On January 22, ECB president Mario Draghi is expected to announce a plan of action to stimulate Europe via a QE policy of purchasing government bonds. Details were supposed to be hush-hush but the options are out of the bag in bright daylight.
Reuters reports ECB is Considering Three Options according to a Dutch paper.
- Buy government bonds in a quantity proportionate to the given member state’s shareholding in the central bank.
- Buy triple-A rated government bonds, driving their yields down to zero or into negative territory. The hope is that this would push investors into buying riskier sovereign and corporate debt.
- Have national central banks do the buying, so that the risk would “in principle” remain with the country in question.
Every one of those options looks ridiculous. German bond yields are already negative out to 5 years and barely above zero out to 10 years.
Yield on the German 10-year bond is 0.454% while the 10-year French bond yield is 0.738% and the 10-year Spanish bond yield is 1.64%. For comparison purposes, the 10-year US treasury note yields 1.96%.
These bonds already are hugely overpriced given the risk of a messy eurozone breakup. Option three is the most ludicrous because the peripheral countries are already overloaded in their own bonds.
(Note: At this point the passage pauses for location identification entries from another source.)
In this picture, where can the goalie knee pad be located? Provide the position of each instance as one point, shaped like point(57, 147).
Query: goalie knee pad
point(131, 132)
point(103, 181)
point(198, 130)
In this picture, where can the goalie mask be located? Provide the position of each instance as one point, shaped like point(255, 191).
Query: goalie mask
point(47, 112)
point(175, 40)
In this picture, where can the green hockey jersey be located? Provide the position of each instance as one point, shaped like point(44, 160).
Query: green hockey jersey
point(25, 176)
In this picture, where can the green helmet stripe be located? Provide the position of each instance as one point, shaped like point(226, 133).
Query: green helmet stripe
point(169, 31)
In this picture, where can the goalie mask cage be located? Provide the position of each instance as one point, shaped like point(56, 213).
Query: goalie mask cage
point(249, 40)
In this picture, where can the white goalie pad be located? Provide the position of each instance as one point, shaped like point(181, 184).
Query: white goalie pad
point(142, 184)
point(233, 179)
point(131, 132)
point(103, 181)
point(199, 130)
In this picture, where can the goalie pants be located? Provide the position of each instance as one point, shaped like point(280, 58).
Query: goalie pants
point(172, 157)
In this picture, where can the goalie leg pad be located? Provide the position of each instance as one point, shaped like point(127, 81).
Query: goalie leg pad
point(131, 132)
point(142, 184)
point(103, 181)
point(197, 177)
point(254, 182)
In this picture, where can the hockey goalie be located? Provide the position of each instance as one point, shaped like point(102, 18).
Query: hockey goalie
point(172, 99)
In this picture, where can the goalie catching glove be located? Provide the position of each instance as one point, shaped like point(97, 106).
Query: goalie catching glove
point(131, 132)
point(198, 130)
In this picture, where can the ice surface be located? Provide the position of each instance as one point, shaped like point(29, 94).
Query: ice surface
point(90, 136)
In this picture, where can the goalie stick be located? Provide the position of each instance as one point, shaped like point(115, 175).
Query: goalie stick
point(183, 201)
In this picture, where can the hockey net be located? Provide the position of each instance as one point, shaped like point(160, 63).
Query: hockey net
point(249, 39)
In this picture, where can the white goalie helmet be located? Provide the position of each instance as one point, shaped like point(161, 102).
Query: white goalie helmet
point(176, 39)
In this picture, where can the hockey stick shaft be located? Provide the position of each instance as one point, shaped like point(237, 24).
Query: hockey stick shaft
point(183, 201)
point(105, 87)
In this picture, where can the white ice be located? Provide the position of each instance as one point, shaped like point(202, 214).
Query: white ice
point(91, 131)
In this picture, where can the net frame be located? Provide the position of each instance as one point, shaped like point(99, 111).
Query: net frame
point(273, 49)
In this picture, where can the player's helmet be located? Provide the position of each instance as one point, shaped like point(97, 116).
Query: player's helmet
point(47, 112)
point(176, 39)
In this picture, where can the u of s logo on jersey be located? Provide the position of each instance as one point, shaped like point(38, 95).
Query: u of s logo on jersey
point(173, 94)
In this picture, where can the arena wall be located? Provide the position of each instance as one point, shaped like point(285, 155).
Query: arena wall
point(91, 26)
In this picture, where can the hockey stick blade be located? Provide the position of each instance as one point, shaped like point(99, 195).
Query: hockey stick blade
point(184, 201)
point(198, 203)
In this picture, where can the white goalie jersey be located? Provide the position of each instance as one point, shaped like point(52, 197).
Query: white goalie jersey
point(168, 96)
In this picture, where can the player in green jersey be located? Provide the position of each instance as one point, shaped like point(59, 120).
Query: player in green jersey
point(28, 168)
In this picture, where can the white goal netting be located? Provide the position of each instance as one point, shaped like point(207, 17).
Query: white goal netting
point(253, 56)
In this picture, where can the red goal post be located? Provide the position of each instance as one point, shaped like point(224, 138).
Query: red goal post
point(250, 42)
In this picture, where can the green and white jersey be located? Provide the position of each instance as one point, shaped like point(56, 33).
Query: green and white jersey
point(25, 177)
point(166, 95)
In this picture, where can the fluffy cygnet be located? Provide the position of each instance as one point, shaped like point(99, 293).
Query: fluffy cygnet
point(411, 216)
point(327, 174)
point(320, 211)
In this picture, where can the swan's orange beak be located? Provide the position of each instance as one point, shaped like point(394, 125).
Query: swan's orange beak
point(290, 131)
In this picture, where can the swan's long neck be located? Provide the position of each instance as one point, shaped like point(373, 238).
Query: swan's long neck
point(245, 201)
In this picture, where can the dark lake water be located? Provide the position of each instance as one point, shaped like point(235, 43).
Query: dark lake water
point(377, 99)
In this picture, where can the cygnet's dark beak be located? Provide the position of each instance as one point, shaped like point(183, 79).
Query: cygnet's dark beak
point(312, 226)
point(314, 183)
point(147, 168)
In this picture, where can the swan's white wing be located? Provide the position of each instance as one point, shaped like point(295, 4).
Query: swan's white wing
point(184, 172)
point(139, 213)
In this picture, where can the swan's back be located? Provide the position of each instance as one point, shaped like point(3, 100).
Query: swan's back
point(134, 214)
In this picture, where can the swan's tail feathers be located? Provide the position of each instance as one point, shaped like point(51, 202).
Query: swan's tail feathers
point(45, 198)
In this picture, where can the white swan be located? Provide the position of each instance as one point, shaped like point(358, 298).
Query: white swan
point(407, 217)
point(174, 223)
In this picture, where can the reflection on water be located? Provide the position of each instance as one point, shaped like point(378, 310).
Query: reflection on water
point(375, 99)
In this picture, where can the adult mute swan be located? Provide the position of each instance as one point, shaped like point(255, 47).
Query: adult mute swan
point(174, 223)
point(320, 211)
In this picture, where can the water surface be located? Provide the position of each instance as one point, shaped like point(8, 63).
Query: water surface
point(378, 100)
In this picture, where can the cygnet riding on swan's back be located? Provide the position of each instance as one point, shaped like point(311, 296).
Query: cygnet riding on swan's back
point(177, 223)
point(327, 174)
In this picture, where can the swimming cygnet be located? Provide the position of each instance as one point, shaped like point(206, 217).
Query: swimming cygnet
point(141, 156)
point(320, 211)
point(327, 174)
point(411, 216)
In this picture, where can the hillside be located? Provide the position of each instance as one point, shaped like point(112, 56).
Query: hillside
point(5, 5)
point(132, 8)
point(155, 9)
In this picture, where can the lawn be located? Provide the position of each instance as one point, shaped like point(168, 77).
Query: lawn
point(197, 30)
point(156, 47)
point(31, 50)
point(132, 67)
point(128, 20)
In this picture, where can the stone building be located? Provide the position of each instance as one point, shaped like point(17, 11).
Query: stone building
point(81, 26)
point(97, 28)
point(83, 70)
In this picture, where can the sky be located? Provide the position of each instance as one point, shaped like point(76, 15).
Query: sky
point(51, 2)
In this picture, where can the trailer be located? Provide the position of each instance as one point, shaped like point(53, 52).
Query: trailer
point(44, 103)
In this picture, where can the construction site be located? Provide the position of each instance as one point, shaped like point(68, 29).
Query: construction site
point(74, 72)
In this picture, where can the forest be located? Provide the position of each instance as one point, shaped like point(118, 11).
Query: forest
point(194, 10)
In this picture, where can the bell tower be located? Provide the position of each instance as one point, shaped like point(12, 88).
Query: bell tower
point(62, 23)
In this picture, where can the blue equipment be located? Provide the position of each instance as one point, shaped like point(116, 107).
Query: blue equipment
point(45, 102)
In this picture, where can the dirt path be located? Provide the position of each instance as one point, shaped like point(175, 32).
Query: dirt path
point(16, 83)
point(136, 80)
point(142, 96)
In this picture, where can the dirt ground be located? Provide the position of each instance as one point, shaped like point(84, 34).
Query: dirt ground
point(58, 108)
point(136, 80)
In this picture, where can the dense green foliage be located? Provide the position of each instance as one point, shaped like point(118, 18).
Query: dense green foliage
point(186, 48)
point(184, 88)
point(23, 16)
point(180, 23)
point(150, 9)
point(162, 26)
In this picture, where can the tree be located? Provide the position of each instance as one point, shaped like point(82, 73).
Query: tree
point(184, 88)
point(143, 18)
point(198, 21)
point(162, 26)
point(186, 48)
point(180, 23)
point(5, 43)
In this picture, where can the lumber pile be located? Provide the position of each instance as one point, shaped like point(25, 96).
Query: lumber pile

Race to Negative 10-Year Yields
In a previous post, I stated Japan leads Germany in race for a negative yield on 10-year bonds. However, I overlooked first-place Switzerland. Japan is actually in second place and Germany third.
Both Germany and Switzerland have negative yields all the way out to 5 years.
For further discussion and charts, please see In Race to Negative Rates on 10-Year Bonds, Switzerland Leads Japan.
As for ECB president Mario Draghi’s plan to fix the eurozone via QE, I see eight major reasons, whatever he does won’t work.
Eight Major Problems
- There are widely differing fiscal policies between eurozone member states.
- There are widely differing work rules and productivity between member states.
- There are widely differing social agendas between member states.
- As a result of 1-3 above, a one size fits all interest rate policy cannot and will not work.
- Regardless of what Draghi says, there is no fiscal or banking union between member states, and no monetary union has ever survived without such unions.
- Numerous European banks are undercapitalized and massively leveraged in sovereign bonds that are priced well beyond perfection.
- European peripheral countries have debts that cannot and will not be paid back.
- When peripheral debt defaults or is restructured, reverberations will hit the core.
The idea that all those structural issues can be fixed with monetary policy is ludicrous. Yet, that is the plan even though driving yields lower will add more risk to the system.
Something Up Draghi’s Sleeve?
I am highly suspicious of the leak highlighting three options Draghi is allegedly considering. I suspect he will try to surprise the market with some other details.
It matters not. There is nothing Draghi can possibly do to fix all the eurozone structural issues mentioned above.